Summer’s most intriguing documentary films

by | Jun 10, 2021 | Arts and Entertainment | 0 comments

In addition to a handful of summer feature films that are intended for, ahem, more mature filmgoers, this season is promising another bumper crop of documentaries, part of what has become a golden age for nonfiction films.

With documentaries, though, the trick sometimes is being able to see them. Streaming services have been a boon in this regard (in fact, I think Netflix has won the last three Oscars for documentaries), and some of these films will show up on those platforms. Your local multiplex is unlikely to pull “F9” off any of its screens to show even one of these documentaries, but keep an eye on The Darkside Cinema in Corvallis (lately, the Darkside has been offering some intriguing titles as part of its virtual marquee). But the release dates listed for many of these documentaries may not at all have any resemblance to when they finally become available in the mid-valley.

With that said, the following titles look like they could be worth hunting down this summer:

  • “The Ancient Woods.” Director Mindaugas Survila takes a deep (and unhurried) dive into a relatively unsullied forest in Lithuania. (Now playing in some theaters.)
  • “Rise Again: Tulsa and the Red Summer.” The new documentary from Dawn Porter (“John Lewis: Good Trouble”) arrives to help mark the 100th anniversary of the Tulsa race massacre. (June 18, on Hulu and National Geographic.)
  • “Rita Moreno: Just a Girl Who Decided to Go For It.” Moreno, an EGOT winner, discusses her career in show business, including her breakthrough role in “West Side Story” and the discrimination she faced along the way. (June 18, in theaters.)
  • “The Sparks Brothers.” This is shaping up as a terrific summer for music documentaries, and this one might be the oddest of the bunch.
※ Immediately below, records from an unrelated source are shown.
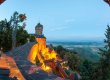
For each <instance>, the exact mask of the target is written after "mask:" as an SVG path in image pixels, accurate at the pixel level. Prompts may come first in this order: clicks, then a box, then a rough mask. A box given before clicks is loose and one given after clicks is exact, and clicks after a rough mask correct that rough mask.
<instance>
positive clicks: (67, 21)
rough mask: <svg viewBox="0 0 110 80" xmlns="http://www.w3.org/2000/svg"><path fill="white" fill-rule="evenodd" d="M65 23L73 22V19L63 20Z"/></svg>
mask: <svg viewBox="0 0 110 80" xmlns="http://www.w3.org/2000/svg"><path fill="white" fill-rule="evenodd" d="M65 22H66V23H71V22H75V19H67V20H65Z"/></svg>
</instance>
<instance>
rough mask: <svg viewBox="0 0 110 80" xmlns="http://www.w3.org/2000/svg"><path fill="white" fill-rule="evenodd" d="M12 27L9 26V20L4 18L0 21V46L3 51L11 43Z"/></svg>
mask: <svg viewBox="0 0 110 80" xmlns="http://www.w3.org/2000/svg"><path fill="white" fill-rule="evenodd" d="M11 34H12V28H11V27H10V24H9V22H8V21H7V20H6V19H5V20H1V21H0V47H2V48H3V50H4V51H7V50H9V49H11V44H12V38H11Z"/></svg>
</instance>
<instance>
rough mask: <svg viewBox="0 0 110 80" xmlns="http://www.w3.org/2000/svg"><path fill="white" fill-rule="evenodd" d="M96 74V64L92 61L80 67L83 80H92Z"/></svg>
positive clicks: (80, 69)
mask: <svg viewBox="0 0 110 80" xmlns="http://www.w3.org/2000/svg"><path fill="white" fill-rule="evenodd" d="M93 72H94V64H93V63H92V62H91V61H88V60H85V61H83V63H82V64H81V65H80V74H81V76H82V79H81V80H92V75H93Z"/></svg>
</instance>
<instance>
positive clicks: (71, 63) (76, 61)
mask: <svg viewBox="0 0 110 80" xmlns="http://www.w3.org/2000/svg"><path fill="white" fill-rule="evenodd" d="M54 49H55V50H56V52H57V53H58V54H59V56H60V57H61V58H62V59H64V60H67V61H68V65H69V67H70V68H71V69H72V70H77V69H78V67H79V64H80V59H79V57H78V55H77V53H76V52H75V53H74V52H73V51H71V50H67V49H65V48H63V47H62V46H57V47H55V48H54Z"/></svg>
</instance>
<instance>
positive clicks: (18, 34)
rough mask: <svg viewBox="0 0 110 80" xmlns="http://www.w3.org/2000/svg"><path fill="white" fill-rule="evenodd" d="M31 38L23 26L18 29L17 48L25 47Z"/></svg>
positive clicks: (16, 38)
mask: <svg viewBox="0 0 110 80" xmlns="http://www.w3.org/2000/svg"><path fill="white" fill-rule="evenodd" d="M28 38H29V34H28V32H27V31H26V30H24V29H23V28H22V27H21V26H19V28H18V29H17V36H16V39H17V46H20V45H23V44H25V43H26V42H27V39H28Z"/></svg>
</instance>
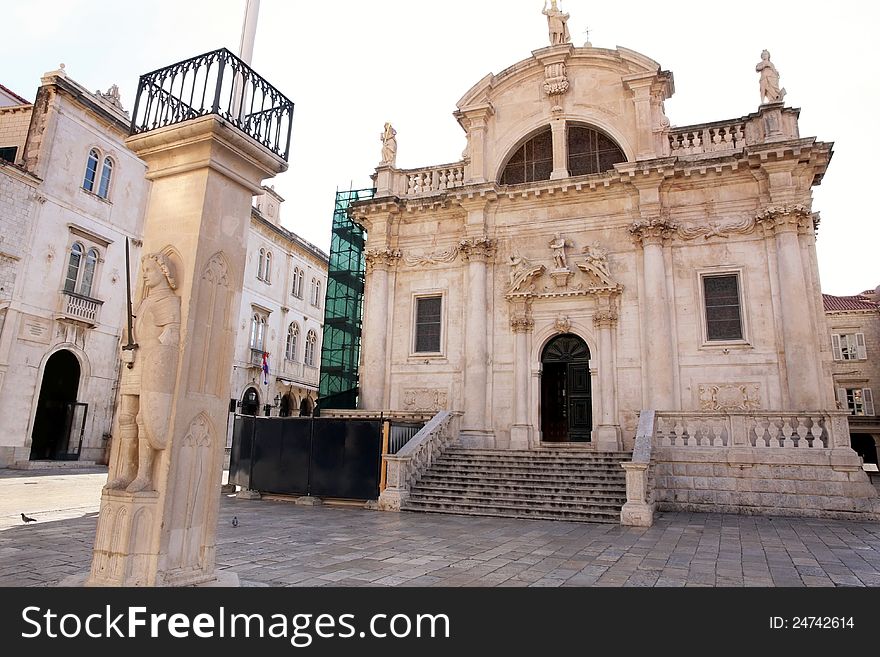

Edgar Wright, of all people, directs a biography of the band Sparks — Ron and Russell Mael — who have been making quirky, idiosyncratic pop music for 50 years. Actually, come to think of it, Wright seems like the ideal director. It’s a big summer for the Maels; their musical “Annette” comes to the big screen in August and stars Adam Driver and Marion Cotillard. I haven’t seen the “The Sparks Brothers” yet, of course, but the trailer might be the funniest ever made for a documentary. (June 18, in theaters.)
  • “Truman and Tennessee: An Intimate Conversation.” In voiceovers, Jim Parsons reads Truman Capote’s words; Zachary Quinto reads words by Tennessee Williams. Director Lisa Immordino creates a dialogue between the two. (June 18, in theaters and virtual cinema.)
  • “Summer of Soul (… Or When the Revolution Could Not Be Televised).” The musician Questlove makes his directorial debut in this Sundance favorite featuring archival footage from the 1969 Harlem Cultural Festival, a series of concerts that included performances from Nina Simone, Sly & the Family Stone and B.B. King, among others. (July 2, in theaters and on Hulu.)
  • “Roadrunner: A Film About Anthony Bourdain.” Morgan Neville, who directed “Won’t You Be My Neighbor,” is at the helm for this movie about the “Kitchen Confidential” chef, who died by suicide in 2018. (July 16, in theaters.)
  • “Ailey.” Director Jamila Wignot examines the career of the pioneering dancer and choreographer Alvin Ailey, using archival footage and Ailey’s own words. (July 23, In theaters and on demand.)
  • “The Beatles: Get Back.” Director Peter Jackson got access to and restored hours of audio and video recordings of the Fab Four in 1969, during the making of the “Let It Be” album. Jackson says the recordings showcase the friendship between the band members, even as the group was breaking up. (Aug. 27, in theaters.)
  • “The Big Scary ‘S’ Word.” The word, of course, is “socialism,” and this film traces its history in the United States. Among the interviewees: Bernie Sanders and Alexandria Ocasio-Cortez. (Sept. 3, in theaters.)